"Und er dachte sich gerade, dies sei der schönste Mond, den er je gesehen habe, als er diesen Mann umfuhr. Und als er ihn umfuhr, dachte er im ersten Moment immer noch an den Mond, dachte weiter an den Mond und hörte dann mit einem Schlag auf, als hätte man eine Kerze ausgeblasen."
Die Autorin Ayelet Gundar-Goshen katapultiert ihre Leser*innen im Roman Löwen wecken sofort mitten ins Geschehen. Der prinzipientreue Arzt Etan Grien, ein liebevoller Ehemann und Familienvater, überfäht eines Nachts nach einer endlosen Schicht, mitten inder Wüste einen Menschen. Von einer Sekunde auf die andere gerät seine Welt aus den Fugen. Als klar wird, dass der Eritreer sterben wird, begeht Etan Fahrerflucht.
"Und der Eritreer blutete weiter, als täte er es mit Absicht. Und plötzlich wusste er, er musste weg. Jetzt. Diesen Mann konnte er nicht mehr retten. Da sollte er wenigstens versuchen, sich selbst zu retten."
Am nächsten Morgen steht plötzlich eine dunkelhäutige Frau mit seiner verlorenen Brieftasche vor der Tür und Etan wird klar, dass er so leicht nicht aus der Situation herauskommen wird. Die Fremde hat ihn in der Hand, doch sie nimmt zwar sein Geld, das er ihr für ihr Schweigen anbietet.
"Wie viel wert war Schweigen? Wie viel wert war ein Menschenleben?"
Sirkit zwingt Etan, in einer verlassenen Werkstatt ein Krankenhaus für illegale Einwanderer einzurichten. Etan führt von nun an ein Doppelleben und die Lage spitzt sich immer mehr zu, denn seine Frau, die Polizistin ist, ermittelt zeitgleich im Fall der Fahrerflucht des toten Eritreers.
"Obwohl er sich in seinem ersten Jahr an der Universität geschworen hatte, jeden Menschen zu behandeln, und das ehrlich meinte. Aber etwas so Nahes, Intimes wie der Umgang zwischen Arzt und Patient wurde unerträglich unter Zwang. Da er seinen Patienten gezwungenermaßen half, hasste er sie mindestens so sehr wie sich selbst."
"... und dachte, irgendwo unterwegs sei ihm dieser Knopf kaputt gegangen, der für das Mitgefühl.

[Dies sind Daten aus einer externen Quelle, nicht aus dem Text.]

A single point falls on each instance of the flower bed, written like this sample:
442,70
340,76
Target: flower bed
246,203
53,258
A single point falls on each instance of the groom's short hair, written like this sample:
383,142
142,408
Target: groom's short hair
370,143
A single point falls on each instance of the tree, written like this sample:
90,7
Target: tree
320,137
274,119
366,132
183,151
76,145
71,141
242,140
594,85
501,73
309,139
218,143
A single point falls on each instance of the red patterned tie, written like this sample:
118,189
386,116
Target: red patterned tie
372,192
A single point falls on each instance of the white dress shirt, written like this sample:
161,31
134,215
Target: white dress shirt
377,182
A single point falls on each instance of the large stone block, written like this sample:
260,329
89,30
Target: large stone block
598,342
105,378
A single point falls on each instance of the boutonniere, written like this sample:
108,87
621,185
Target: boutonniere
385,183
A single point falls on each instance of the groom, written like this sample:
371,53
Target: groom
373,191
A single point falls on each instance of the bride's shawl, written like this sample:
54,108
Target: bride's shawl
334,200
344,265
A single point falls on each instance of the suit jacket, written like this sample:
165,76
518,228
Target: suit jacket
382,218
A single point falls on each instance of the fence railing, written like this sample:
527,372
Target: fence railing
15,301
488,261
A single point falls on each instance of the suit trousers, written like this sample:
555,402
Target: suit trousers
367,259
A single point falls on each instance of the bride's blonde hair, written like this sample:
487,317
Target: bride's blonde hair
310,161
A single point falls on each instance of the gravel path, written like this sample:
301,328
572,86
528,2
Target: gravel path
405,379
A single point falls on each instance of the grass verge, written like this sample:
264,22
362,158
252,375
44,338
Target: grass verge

Er sollte doch eigentlich etwas spüren. Milde. Erbarmen. Verantwortung für seine nächsten. Nicht nur gegenüber diesem Mann, der hier stand und ihm aufgeregt die Hand drückte, während er selbst nur wartete, dass er damit aufhörte. Auch gegenüber jenem Mann, der mit geborstetem Schädel auf dem Boden gelegen hatte, auch ihm gegenüber hatte er nichts empfunden. Oder vielleicht doch, aber nicht das richtige. Nicht das, was er hätte empfinden sollen."
Es war mein erster (aber sicher nicht letzer Roman von Ayelet Gundar-Goshen. Der Schreibstil der Autorin hat mir grundsätzlich sehr gut gefallen, er ist literrisch sehr anspruchsvoll, war mir jedoch (vor allem gegen Ende) etwas zu ausschweifend und langatmig. Das hat das Lesevergnügen zum Schluss hin etwas geschmälert. Anfangs war das noch okay, mit der Zeit (im letzten Drittel) waren es mir dann einfach zu viele Wiederholungen und Abschweifungen, die mit der eigentlichen Geschichte nichts zu tun haben und alles unnötig in die Länge zogen.
Final vergebe ich dennoch 4 für diesen Roman mit seiner moralisch spannenden Fragestellung, was ein Menschenleben wert ist.